Over time, evidence began to emerge that revealed the product to be exceedingly dangerous. Millions of users were dying horribly, and the public became outraged. The industry producing the product began to spend millions of dollars assuring people of the safety of the product, but it didn't last long. The secret got out.
This put members of that industry in a bind. If they continued to deny that their products were dangerous, they would lose credibility, and their sales would continue to decrease. If they tried to find a way to make their product safer, they might spend millions of dollars on a lost cause, since there was no guarantee that their product could ever be made safe.

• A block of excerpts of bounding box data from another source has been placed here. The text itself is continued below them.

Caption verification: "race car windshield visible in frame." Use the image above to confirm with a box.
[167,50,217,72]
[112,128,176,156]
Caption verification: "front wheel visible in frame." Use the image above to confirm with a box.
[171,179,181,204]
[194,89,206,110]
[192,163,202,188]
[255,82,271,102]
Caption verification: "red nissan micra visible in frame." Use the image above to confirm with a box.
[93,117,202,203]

So instead of moving to another industry, or trying to make their product safer, or giving in and accepting intense state and federal regulation, they began to push back. The industry published phony studies and emphasized apocryphal anecdotes touting the importance of their product. They began to market it as a "freedom" and a "right," even running to the Constitution of the United States in an effort to insist that any regulation, no matter how reasonable, would be impossible. They began to blame the victims, insisting that those harmed by the product had no one but themselves to blame.
But it didn't work. Public opinion turned against the product. When studies finally were permitted, the danger of the product was undeniable. Without the protection of a federal government willing to defend them against the people, the industry that made the product was soon drowning in lawsuits. People who used the products made by the industry became social pariahs, and soon they could only use the products on their own property or in controlled, strictly regulated indoor facilities. As such, the industry is now dying, just like its customer base.

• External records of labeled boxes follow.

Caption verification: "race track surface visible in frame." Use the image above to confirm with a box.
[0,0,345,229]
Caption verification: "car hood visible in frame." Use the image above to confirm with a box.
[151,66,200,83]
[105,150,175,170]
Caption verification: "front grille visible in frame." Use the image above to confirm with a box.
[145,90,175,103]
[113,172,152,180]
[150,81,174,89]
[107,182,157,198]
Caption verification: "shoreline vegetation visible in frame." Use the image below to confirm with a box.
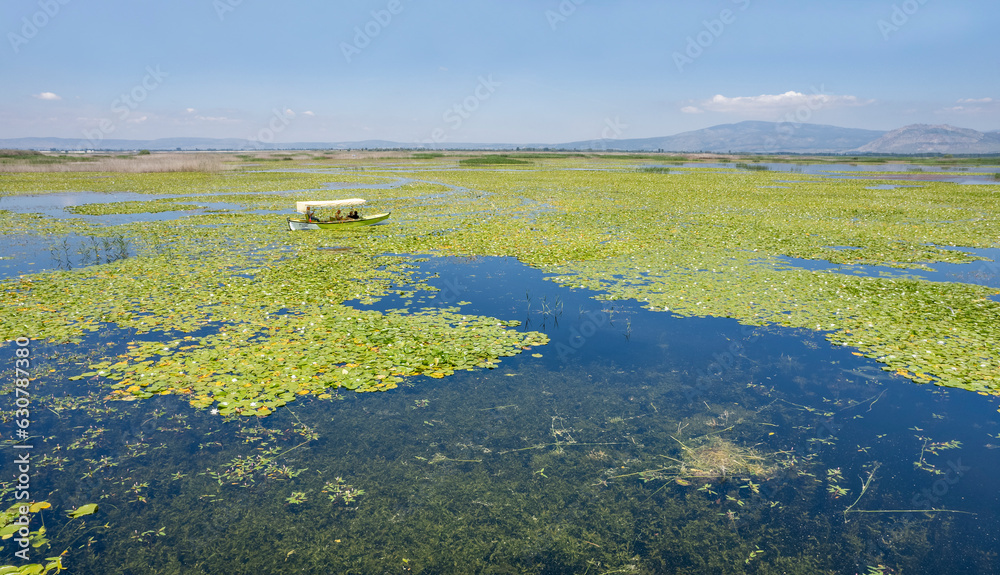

The industry is, of course, the tobacco industry. But it could just as easily be the gun industry. By refusing to submit to the will of the people, the gun industry, like the tobacco industry before it, has made itself socially unacceptable. Rather than giving in to reasonable demands on tort liability, education and regulation, they have dug in their heels for a short temporary profit. This will soon backlash on them, and they will be subject to regulation on an immense and damning scale, which will make it very difficult for them to make money at all.
On the upside, some day, guns will be as popular and widespread as cigarettes, and the only people harmed by them will be those few holdouts, old-timers and social outcasts who buck the popular opinion and actually use the things.